The eventual capture and execution of Che's forces is done with a degree of diplomacy. A Bolivian army officer, with a clear American accent, absolves the CIA at the same time admits that CIA-trained forces make up the vanguard of the anti-guerrilla forces. There is a bit of muttering about studying Che's book on guerilla warfare, but this is a snide and subtle criticism of the Americans' being impressed by working from books. They seem to think that if you read Che's books (or Mao's for that matter) and study them in political science you know all about how peasants are tricked into naughty communist revolutions. Cunning indeed. Che underlines this incomprehensibility gap just before he is shot.
From this brief synopsis it can probably be seen that the faults in Che! lie mainly in its brevity and the need to highlight rather than develop a level narrative. It is perhaps notable that other Hollywood epics of revolutionary figures of ancient and modern times (Spartacus, Barrabas, Zapata) were full-length studies. Che! is, however, done on the cheap. Many of the same actors repeatedly appear in different guises, and there are few large scale set pieces.
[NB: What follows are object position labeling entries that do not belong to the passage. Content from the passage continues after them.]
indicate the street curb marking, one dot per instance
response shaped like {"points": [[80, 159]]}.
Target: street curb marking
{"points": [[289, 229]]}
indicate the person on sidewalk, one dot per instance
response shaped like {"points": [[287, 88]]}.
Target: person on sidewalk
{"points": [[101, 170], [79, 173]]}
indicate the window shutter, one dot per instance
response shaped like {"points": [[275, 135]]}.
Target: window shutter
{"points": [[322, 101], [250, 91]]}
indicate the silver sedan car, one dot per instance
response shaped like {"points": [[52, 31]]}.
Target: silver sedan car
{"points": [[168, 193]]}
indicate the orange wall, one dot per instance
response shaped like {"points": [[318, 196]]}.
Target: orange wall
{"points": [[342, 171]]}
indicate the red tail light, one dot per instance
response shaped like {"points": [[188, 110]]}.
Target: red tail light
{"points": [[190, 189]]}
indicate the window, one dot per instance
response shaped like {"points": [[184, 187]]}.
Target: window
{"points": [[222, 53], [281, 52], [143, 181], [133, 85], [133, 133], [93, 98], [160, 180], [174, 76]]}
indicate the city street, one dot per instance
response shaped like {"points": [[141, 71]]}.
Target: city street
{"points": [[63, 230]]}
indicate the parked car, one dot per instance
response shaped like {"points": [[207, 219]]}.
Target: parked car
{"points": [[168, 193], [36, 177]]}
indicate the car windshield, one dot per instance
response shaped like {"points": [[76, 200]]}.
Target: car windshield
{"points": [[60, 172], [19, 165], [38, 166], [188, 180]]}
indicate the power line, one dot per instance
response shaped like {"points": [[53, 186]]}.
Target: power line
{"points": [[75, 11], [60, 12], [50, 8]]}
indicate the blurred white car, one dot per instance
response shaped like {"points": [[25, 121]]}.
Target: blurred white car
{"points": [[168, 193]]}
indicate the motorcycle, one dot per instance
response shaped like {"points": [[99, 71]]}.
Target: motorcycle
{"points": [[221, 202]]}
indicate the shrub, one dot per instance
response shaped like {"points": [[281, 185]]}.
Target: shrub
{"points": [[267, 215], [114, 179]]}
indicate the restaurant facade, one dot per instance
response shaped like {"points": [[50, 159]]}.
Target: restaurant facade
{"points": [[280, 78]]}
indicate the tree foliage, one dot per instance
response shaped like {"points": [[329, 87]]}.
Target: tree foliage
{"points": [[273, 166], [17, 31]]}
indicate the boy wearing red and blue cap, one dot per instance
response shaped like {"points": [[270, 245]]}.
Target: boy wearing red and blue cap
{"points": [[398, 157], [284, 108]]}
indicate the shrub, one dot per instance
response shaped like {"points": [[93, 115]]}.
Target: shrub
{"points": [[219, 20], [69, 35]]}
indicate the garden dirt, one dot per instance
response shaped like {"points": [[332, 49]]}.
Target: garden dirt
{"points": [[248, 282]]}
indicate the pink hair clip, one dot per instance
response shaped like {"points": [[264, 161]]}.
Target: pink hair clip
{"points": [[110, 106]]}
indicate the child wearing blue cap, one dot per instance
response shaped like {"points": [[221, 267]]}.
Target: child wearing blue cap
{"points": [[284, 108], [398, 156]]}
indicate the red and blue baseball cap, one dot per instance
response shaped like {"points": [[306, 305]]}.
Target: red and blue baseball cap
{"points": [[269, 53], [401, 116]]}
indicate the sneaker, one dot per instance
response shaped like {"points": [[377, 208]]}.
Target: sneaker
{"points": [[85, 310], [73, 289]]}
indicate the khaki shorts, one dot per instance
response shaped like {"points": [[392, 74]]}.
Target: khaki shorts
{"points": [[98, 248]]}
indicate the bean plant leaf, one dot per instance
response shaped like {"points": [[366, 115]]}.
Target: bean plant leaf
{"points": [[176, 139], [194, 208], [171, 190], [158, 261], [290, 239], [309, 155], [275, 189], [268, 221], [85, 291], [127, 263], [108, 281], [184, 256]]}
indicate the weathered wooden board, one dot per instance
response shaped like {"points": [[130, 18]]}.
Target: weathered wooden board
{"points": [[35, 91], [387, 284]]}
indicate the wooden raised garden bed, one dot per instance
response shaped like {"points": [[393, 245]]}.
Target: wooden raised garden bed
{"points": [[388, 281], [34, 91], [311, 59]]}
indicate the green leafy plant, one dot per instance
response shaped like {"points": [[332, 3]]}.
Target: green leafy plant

It lacks the wide scope and potential given to the blockbusters, concentrating more on the more close and sometimes more sordid aspects. There is nothing of the Russian-type massive lifting of the spirit evident in all the films on the 1917 Revolution where inaccurate millions are involved, creating a surge of reaction in the audience. In other words the Che cult is given lip-service but the emphasis is on personal weakness and by implication those who adulate him. This is of course a more sensible path than corny hagiography, but it also seems to smack of knocking something for the sake of it.
Technically the direction (by Richard Fleischer of Boston Strangler fame), photography and music (Lalo Schifrin) is up to scratch and, surprisingly, the acting is good. Omar Sharif, contrary to impressions from his latest stuff that he is a complete dead loss, is vindicated and Jack Palance is tolerable as Castro. And if only the scriptwriters (Michael Wilson, who ought to know better, and Sy Bartlett) had known better than to include the two most embarrassing sequences (the Russian ambassador-Che-Castro confrontation and the old peasant at the end) it could have been that much better.